First, the taxmen do not always change their practices following the explanations of the higher courts. Second, if the position about bank contracts and signature cards is getting clear, the opinions of the tax authorities and banks on the legality of requests for other documents will continue to diverge. Moreover, the risk that the courts will support the taxmen remains.

However, the very fact of recognition of the banks’ right for critical assessment of the tax inspectors’ demands, the destruction of the ‘general presumption of the feasibility’ of their claims is a great achievement.

It is equally important that this position should, in our view, extend to cases where the request is addressed not to a bank, but to a taxpayer’s counterparty or any other person.

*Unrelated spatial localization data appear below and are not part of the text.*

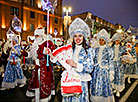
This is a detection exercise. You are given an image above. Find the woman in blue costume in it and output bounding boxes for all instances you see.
[48,18,95,102]
[111,33,125,97]
[63,18,95,102]
[0,35,26,90]
[123,35,137,83]
[90,29,115,102]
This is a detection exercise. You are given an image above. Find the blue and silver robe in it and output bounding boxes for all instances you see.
[124,46,138,74]
[112,45,125,92]
[1,44,26,88]
[63,45,95,102]
[90,45,115,102]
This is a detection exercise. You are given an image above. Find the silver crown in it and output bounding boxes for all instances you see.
[112,33,122,41]
[97,29,110,43]
[69,18,90,38]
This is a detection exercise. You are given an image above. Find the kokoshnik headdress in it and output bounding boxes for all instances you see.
[112,33,122,42]
[125,35,132,42]
[69,18,90,39]
[97,29,110,43]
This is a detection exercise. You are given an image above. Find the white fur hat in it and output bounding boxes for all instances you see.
[97,29,110,43]
[112,33,122,42]
[34,27,45,38]
[69,18,90,39]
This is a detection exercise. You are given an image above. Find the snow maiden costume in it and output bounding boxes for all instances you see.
[111,33,125,97]
[60,18,95,102]
[1,35,26,89]
[122,35,137,83]
[90,29,115,102]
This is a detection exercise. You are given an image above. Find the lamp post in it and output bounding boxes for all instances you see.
[63,6,72,43]
[116,29,123,33]
[21,0,24,40]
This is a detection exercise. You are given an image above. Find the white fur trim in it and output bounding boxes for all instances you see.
[1,78,26,88]
[35,88,40,102]
[51,90,55,95]
[110,71,114,82]
[40,95,51,102]
[26,90,35,97]
[76,63,83,72]
[50,57,57,63]
[112,83,125,92]
[35,59,40,66]
[81,73,92,81]
[90,95,115,102]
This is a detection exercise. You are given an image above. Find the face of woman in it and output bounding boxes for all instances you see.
[73,33,84,45]
[115,40,120,45]
[99,38,106,46]
[12,40,16,45]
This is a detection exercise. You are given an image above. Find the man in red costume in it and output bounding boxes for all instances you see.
[37,36,55,101]
[26,27,55,102]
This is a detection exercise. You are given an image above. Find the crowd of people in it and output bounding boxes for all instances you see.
[0,17,138,102]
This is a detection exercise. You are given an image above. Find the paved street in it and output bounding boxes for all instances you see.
[0,69,138,102]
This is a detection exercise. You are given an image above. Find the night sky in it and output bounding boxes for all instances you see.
[63,0,138,29]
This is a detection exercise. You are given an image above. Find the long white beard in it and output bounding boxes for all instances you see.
[33,37,42,45]
[29,37,42,60]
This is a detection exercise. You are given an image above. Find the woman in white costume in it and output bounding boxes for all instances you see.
[111,33,125,97]
[90,29,115,102]
[47,18,95,102]
[1,35,26,90]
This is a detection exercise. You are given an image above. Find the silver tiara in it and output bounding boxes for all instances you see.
[69,18,90,38]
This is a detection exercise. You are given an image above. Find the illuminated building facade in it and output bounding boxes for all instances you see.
[71,12,124,37]
[0,0,63,41]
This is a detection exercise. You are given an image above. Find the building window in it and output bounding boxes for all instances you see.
[30,24,35,31]
[30,11,35,19]
[11,0,21,2]
[11,0,15,1]
[30,0,35,6]
[10,6,19,16]
[24,0,27,3]
[44,26,47,34]
[43,15,47,21]
[54,18,58,24]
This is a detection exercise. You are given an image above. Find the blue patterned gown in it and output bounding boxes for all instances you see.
[62,45,95,102]
[112,45,125,92]
[90,45,115,102]
[1,44,26,88]
[124,46,138,74]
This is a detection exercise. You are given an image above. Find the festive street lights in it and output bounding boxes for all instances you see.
[63,6,72,42]
[116,29,123,33]
[63,7,72,17]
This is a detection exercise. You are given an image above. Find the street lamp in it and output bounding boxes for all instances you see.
[63,6,72,42]
[116,29,123,33]
[63,7,72,16]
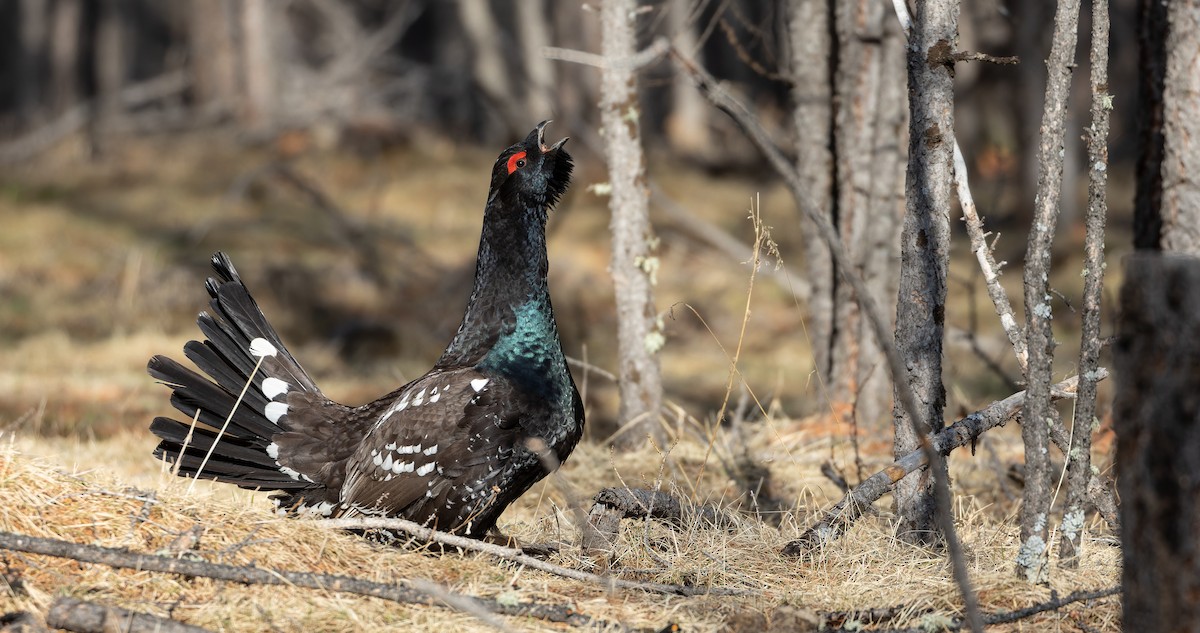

Since the request for documents is governed by the same article 93.1 of the Tax Code, other persons should also have the right not to provide to the tax authorities ‘irrelevant’ information about their business partners.

Thus, the decree of the Presidium of the Supreme Commercial Court shall have a broad spectrum of application and will be used not only by banks.

It should be noted also that the Presidium has referred to subparagraph 11 of paragraph 1 of article 21 of the Tax Code, which allows taxpayers not to fulfil unlawful demands of the tax authorities. The court has noted that this is a general principle of the tax law and it concerns not only taxpayers but also banks and, we can add, other persons.

We are not inclined to argue that such an appeal to one of the basic articles of the ‘general part’ of the Tax Code should be seen as a revolution in practice. This is a logical step which comes naturally.

At the same time, it is a good when the highest courts remind the executive branch about the basic guarantees to the business. In practice such reminders are often more effective than a direct and unambiguous indication of the law. In this case, the court has signalled that subparagraph 11 of paragraph 1 of article 21 of the Tax Code is not a ‘dead’ rule and that courts should apply it to the favour of taxpayers.